Abstract
Hip osteoarthritis (OA) is a prevalent condition causing significant pain and disability. Platelet-rich plasma (PRP) intra-articular injections have emerged as a potential therapeutic option, but their efficacy is still debatable and their safety profile remains under-explored compared to standard treatments. This systematic review aims to evaluate the efficacy and safety of PRP injections in patients with hip OA by analyzing data from randomized clinical trials (RCTs). A comprehensive literature search was conducted in PubMed, Scopus, and the Virtual Health Library (VHL) until October 31, 2022, adhering to Preferred Reporting Items for Systematic reviews and Meta-Analyses (PRISMA) guidelines. Studies were included if they were RCTs assessing PRP injections for hip OA and reporting adverse events. Data extraction and methodological quality assessment were performed using the Cochrane Risk of Bias Tool (RoB 2 tool). Out of 188 identified studies, five met the inclusion criteria. The studies varied in sample size (43-111 patients) and PRP preparation methods (closed vs. open systems). All studies demonstrated significant pain reduction and functional improvement with PRP. No major adverse events were reported, indicating a favorable safety profile. Minor side effects were transient and resolved without further intervention. Methodological quality ranged from low to high risk of bias. In conclusion, PRP injections appear to be a safe and effective treatment option for managing hip OA, with favorable outcomes compared to hyaluronic acid. Further research is necessary to standardize PRP protocols and assess long-term safety and efficacy.
Keywords: coxarthrosis, femoroacetabular, hip, intra articular injection, oa, orthobiologic, osteoarthritis of the hip, platelet-rich plasma, prp
Introduction and background
Hip osteoarthritis (OA) is a chronic degenerative joint disease characterized by the breakdown of cartilage, formation of osteophytes, and changes in the subchondral bone. It is a leading cause of pain and disability among adults, significantly impacting the quality of life and imposing substantial economic burdens on healthcare systems globally as reported by Bourne et al. and Cross et al. [1,2]. The pathophysiology of hip OA involves complex interactions among mechanical stress, biochemical mediators, and genetic factors, leading to progressive joint damage and inflammation [3].

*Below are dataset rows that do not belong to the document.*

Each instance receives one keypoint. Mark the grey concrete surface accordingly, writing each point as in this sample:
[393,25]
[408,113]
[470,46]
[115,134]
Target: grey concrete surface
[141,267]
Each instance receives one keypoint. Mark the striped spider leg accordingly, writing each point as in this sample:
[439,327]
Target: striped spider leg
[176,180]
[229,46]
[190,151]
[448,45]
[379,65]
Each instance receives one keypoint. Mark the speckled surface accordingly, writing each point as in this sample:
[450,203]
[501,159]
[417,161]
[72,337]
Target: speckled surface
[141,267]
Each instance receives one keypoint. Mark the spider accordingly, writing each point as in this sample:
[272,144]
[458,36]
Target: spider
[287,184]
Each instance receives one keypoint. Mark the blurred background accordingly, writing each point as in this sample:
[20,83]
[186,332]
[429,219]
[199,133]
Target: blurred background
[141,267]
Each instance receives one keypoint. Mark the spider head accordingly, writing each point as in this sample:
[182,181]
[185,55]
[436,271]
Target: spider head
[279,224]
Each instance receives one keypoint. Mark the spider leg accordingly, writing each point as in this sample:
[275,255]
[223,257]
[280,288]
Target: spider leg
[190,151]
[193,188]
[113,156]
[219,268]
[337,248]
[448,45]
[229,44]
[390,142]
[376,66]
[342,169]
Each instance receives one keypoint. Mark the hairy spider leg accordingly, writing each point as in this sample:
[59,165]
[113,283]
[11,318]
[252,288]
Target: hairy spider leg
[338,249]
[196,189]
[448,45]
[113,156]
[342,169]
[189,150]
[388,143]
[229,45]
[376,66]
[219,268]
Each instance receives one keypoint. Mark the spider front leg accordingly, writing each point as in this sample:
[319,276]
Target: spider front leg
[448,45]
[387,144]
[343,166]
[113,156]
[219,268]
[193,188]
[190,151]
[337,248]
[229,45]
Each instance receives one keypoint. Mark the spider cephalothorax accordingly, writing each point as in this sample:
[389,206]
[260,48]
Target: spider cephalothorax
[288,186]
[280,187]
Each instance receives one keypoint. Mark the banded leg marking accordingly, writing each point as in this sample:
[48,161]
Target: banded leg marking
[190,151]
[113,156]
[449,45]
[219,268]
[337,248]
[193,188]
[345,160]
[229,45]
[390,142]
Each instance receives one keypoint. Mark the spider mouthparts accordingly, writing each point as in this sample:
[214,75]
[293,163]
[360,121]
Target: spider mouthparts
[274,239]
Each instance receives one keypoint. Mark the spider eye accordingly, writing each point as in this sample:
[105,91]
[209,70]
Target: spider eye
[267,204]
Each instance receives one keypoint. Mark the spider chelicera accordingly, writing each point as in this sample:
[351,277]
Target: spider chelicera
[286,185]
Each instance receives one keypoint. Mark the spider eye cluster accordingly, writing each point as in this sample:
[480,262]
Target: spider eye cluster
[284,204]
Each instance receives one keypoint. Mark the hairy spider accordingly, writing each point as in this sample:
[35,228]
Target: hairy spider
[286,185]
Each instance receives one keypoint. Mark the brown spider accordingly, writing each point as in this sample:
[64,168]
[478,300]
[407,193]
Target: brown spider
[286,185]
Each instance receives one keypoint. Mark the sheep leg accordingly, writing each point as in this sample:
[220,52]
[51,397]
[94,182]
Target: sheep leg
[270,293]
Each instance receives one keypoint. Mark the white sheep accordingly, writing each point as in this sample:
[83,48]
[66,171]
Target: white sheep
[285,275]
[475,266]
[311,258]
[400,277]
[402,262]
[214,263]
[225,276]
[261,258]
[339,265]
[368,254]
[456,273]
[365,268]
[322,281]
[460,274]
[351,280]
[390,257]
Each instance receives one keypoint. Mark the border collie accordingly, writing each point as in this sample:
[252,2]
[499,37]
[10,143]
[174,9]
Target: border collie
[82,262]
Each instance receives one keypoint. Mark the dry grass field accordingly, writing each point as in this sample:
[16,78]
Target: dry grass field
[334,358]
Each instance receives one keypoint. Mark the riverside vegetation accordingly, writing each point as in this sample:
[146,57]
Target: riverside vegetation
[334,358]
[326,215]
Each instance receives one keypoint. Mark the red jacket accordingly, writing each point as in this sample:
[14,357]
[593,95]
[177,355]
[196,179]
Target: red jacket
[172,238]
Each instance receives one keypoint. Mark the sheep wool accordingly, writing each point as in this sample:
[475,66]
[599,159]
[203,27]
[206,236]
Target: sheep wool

Conventional treatments for hip OA include a combination of non-pharmacological and pharmacological strategies aimed at symptom relief and functional improvement. These approaches encompass lifestyle modifications, physical therapy, analgesics, nonsteroidal anti-inflammatory drugs (NSAIDs), and intra-articular corticosteroid injections [4]. Although these pharmacological treatments can provide symptomatic relief, they often fail to address the underlying pathology and may be associated with significant side effects affecting the gastrointestinal, cardiovascular, and renal systems [5]. For patients with advanced disease, surgical interventions such as total hip arthroplasty (THA) may be considered; however, surgery carries inherent risks and requires extensive rehabilitation.
In recent years, regenerative medicine has emerged as a novel therapeutic approach for musculoskeletal disorders, with platelet-rich plasma (PRP) injections gaining considerable attention. PRP is an autologous preparation of concentrated platelets in plasma, containing high levels of growth factors and bioactive molecules believed to promote tissue repair and modulate inflammation [6]. The rationale for using PRP in hip OA lies in its potential to enhance the body's intrinsic healing mechanisms, potentially slowing disease progression and improving clinical outcomes.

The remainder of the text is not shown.